Rispetto ad altre province oggi i grandi punti vaccinali non si fermano del tutto, procedono con altre prenotazioni. Ma da domani siamo in assoluto stand-by.E forse mai come stavolta senza spiragli. Perché questa settimana le fiale non ritornano: e la prossima ne arriveranno in tutto diecimila in Toscana, una manciata, destinate al massimo al personale sanitario ancora non protetto.

Un blocco che solo una svolta per ora imprevedibile potrebbe rimuovere: un rifornimento a sorpresa, una mossa del commissario nazionale che come una settimana fa scuota l’albero. Se no lo scenario è quello della chiusura di Arezzo Fiere e dintorni. Ci saranno tante dosi Pfizer e non è neanche escluso che una parte possa essere somministrata al Palaffari, venendo incontro ad eventuali difficoltà dei medici di famiglia.

Sugli ottantenni, fatto salvo il gravissimo ritardo i cui effetti pesano anche sugli ospedali e purtroppo sui morti, ora un recupero c’è: siamo quasi al 60% delle prime dosi. Sui settantenni ben più lontani: dovremmo essere tra il 25 e il 30% di una popolazione anche lei in capelli grigi che è di circa 37 mila persone. Con i ritmi di Pasqua saremmo arrivati lontano, lo stop di AstraZeneca complica di nuovo tutto. Intanto ieri è andata in scena la seconda giornata chiave per i fragili.

La Regione ha sistemato alcune viti: soprattutto ha finalmente deciso che una buona parte di questa fascia sarà chiamata dalla Asl, senza finirsi i polpastrelli e soprattutto la calma residua davanti alla tastiera di un computer o di un cellulare per le prenotazioni. Ma il sistema continua ad essere pieno di falle. Tra i fragili più gravi corrono le incertezze: ci saremo anche noi? Dubbi che diventano telefonate alla nostra redazione o alle Tv.

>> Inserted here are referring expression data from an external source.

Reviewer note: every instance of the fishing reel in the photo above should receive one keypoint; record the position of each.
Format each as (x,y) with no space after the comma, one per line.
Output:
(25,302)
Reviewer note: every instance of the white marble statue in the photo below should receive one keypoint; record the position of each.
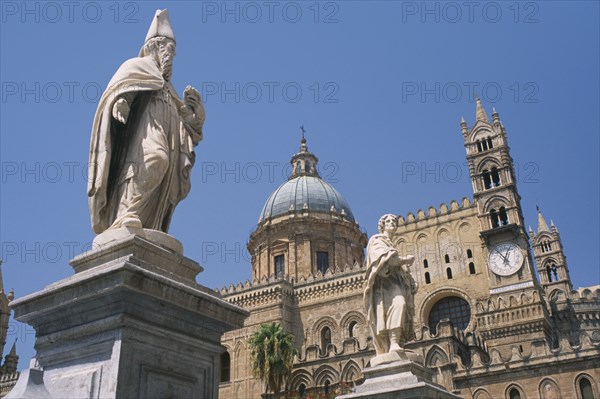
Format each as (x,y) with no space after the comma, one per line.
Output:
(389,290)
(143,136)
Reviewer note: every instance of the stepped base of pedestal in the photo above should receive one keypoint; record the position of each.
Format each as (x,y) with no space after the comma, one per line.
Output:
(130,323)
(402,379)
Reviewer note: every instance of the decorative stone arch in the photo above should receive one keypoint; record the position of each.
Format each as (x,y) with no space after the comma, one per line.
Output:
(462,228)
(326,373)
(225,364)
(436,357)
(495,202)
(420,237)
(430,300)
(401,246)
(352,316)
(548,389)
(556,295)
(481,393)
(440,231)
(488,163)
(237,363)
(578,385)
(543,236)
(351,371)
(300,377)
(550,260)
(325,321)
(512,386)
(481,130)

La piattaforma regionale non ha un numero al quale rivolgersi per cancellare ogni dubbio. Perché se sei diabetico hai tutto il diritto di sapere per certo se anche il tuo livello di patologia è previsto nella fascia A o se invece devi appenderti al telefono. E tra i malati oncologici (come spiega qui sotto il presidente del Calcit Giancarlo Sassoli) non si capisce perchè quanti sono comunque seguiti per i controlli semestrali o annuali non possano essere convocati alla loro ora, senza febbrili prenotazioni.

E la fascia B? Almeno ventimila persone con patologie comunque non banali e almeno ieri per mille posti. Ad una parte è arrivato il codice a otto cifre, a tanti altri no. Per un giorno è proseguito il giallo: «E io?» «E io?». Poi dal sito della Regione una prima risposta: quelli inseritisi nella fascia critica dopo il 19 marzo stavolta non erano previsti.

Con quale criterio? Se fosse diagnostico sarebbe tutto perfetto, ma è solo cronologico, e questo non convince. Non solo: a tutti gli altri non è stata indicata l’ora di inizio delle prenotazioni. Dopo le indiscrezioni sulle 12, un generico «nel pomeriggio»: che ha portato i più a svernare davanti alla tastiera, proprio come nella notte della «riffa».

E perché c’è chi può sapere e chi no? O se semplicemente sono stati problemi tecnici, perché non dirlo? Di fatto l’ansia, che già ci accompagna tutti da oltre un anno, anche ieri è lievitata e l’abbiamo misurata dalle chiamate. Febbrili controlli dei codici di esenzione, rilettura incessante delle tabelle e ogni tanto il collegamento con il portale.

Un quadro nel quale alcuni comuni, come Sansepolcro hanno perfino messo in piedi squadre pronte ad aiutare chi non ce la fa a prenotarsi. Ma non bastava il Covid a complicarci la vita?